Вождь мирового пролетариата, конечно же, помнил, как однажды в ссылке набил веслом целую лодку зайцев. А Надежда Константиновна — дура, в своих воспоминаниях растрезвонила об этом на весь мир. Теперь каждый мало-мальски грамотный человек может взять в библиотеке опусы Крупской и увидеть, каким был Владимир Ильич в молодости. Подробности той весны с половодьем остались в памяти. Бедные зайцы сидели при весеннем паводке на льдинах и островках. Они погибли бы, ибо порожденный поэтическим воображением дедушка Мазай не приходил им на помощь. Владимир Ильич беспощадно бил зайцев веслом, дурея от природной жестокости и жадности. Двухвесельная рыбачья была большой, с тремя скамьями. В лодку вошло бугристо около двухсот убитых зайцев.

— Какая удача! — всплеснула радостно Надежда Константиновна холеными ручками барыньки, страдающей малокровием и слабоумием.

Старики-крестьяне покачивали головами осуждающе:

— Нехороший барин. Рази можно так живность сгублять?

— В нутре у него порча.

— Вместо мозгов пауки в голове кишат.

— Должно, злодей по судьбе.

Владимир Ильич слышал эти реплики, но не обращал тогда на них внимания: темный народ! Ленин вообще не любил крестьян, относился к ним брезгливо. Что можно ожидать от этих дикарей-мужиков? Наденька привезла в ссылку рояль, а они ухитрились ножку отвинтить, изладить из нее пестик.
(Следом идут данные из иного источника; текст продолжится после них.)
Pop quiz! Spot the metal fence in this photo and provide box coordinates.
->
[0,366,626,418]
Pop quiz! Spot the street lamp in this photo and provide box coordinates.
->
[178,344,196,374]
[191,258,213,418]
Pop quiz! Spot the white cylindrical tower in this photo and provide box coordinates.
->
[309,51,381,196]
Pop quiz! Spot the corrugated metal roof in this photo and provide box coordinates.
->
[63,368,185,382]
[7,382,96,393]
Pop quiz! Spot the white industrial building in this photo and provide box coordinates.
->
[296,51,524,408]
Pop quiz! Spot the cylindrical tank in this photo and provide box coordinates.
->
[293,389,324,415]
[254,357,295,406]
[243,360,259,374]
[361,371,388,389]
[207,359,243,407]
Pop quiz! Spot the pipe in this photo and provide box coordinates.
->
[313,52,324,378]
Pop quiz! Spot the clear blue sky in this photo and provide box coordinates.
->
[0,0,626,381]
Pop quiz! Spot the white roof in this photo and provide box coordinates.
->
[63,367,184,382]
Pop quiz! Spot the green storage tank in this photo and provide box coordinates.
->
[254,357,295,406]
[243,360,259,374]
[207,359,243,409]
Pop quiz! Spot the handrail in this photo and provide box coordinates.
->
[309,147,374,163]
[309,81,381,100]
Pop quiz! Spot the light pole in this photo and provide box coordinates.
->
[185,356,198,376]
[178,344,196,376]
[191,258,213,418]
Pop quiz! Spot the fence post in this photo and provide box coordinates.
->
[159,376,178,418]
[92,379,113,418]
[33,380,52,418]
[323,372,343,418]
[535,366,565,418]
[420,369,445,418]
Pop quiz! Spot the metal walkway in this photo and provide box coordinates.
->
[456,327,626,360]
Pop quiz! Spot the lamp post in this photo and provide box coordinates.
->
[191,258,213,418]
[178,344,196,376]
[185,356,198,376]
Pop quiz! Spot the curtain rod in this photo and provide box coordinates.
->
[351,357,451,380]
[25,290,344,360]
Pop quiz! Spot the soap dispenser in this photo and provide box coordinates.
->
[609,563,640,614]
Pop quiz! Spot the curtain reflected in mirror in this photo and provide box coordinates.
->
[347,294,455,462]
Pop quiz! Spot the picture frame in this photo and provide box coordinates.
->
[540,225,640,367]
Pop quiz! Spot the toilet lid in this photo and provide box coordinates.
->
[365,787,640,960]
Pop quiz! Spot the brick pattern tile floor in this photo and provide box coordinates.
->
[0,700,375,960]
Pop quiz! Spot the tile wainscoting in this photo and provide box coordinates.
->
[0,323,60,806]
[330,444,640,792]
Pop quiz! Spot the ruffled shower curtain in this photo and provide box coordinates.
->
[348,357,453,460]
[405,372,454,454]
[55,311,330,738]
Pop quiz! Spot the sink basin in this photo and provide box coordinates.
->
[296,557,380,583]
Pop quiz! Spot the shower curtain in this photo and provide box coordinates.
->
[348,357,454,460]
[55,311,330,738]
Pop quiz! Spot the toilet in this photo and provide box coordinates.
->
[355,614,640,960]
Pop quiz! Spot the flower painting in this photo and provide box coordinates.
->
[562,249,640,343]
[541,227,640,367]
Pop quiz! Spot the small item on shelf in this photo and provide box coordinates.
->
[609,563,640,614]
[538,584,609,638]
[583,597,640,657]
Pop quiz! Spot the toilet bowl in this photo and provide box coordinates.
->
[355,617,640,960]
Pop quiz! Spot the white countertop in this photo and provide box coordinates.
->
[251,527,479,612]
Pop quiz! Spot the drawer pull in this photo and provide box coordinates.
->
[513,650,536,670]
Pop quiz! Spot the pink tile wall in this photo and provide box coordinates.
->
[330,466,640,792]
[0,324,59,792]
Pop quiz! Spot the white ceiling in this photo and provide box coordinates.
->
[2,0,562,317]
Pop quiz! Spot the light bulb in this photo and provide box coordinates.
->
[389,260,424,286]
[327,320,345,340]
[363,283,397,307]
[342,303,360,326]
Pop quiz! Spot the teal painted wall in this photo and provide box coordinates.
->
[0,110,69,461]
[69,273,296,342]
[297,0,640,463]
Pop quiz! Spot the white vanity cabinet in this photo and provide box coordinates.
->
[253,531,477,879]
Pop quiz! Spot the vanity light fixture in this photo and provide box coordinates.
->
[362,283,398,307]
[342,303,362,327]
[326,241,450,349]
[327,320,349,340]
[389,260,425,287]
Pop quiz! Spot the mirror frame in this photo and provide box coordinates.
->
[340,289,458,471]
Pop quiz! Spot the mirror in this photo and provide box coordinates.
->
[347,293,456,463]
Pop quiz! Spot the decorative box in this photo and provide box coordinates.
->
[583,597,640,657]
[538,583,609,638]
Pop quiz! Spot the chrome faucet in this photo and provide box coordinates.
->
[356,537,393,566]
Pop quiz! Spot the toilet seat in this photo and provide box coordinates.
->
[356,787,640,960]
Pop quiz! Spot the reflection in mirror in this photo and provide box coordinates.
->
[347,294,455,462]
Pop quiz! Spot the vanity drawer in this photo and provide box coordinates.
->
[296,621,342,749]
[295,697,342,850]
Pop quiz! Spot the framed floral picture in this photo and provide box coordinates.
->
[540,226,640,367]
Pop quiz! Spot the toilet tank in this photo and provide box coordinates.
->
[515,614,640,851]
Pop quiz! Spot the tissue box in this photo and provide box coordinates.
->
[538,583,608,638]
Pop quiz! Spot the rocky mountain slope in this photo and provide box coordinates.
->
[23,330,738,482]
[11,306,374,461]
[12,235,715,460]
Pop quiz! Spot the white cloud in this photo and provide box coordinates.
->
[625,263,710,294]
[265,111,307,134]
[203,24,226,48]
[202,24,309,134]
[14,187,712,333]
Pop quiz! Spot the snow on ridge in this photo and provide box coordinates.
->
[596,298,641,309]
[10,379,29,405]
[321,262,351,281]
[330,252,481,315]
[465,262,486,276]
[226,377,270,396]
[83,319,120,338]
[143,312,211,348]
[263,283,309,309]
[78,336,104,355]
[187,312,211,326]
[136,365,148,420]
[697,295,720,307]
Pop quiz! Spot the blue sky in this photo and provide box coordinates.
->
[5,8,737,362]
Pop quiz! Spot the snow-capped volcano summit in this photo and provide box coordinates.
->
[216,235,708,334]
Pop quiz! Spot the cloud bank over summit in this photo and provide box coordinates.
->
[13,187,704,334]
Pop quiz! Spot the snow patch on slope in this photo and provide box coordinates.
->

В социализм их и палкой не загонишь, живут сытно, спокойно, набожно.

Крестьяне отказались от зайцев, набитых ссыльным поселенцем.

— Мы гребуем, затошнит от них, — поклонился староста.

И все же с дюжину удалось раздать. Для себя нажарили пару десятков. А полторы сотни зайцев пропало, затухло. Владимир Ильич поленился, не закопал тухлятину на скотском кладбище, выбросил в яму за огородом. И все лето в избе жить было невозможно: пахло падалью. Запах, зловоние падали, отбросов, помоек — преследовали Ленина всю жизнь. Изо рта Свердлова и Дзержинского несло падалью. Бухарин всеми порами тела выделял сероводород, как тухлое яйцо. От Льва Давыдовича Троцкого почему-то разило мочой. Сталин излучал запах погреба с мышами. А уж чем благоухала Инесса Арманд — сказать неудобно.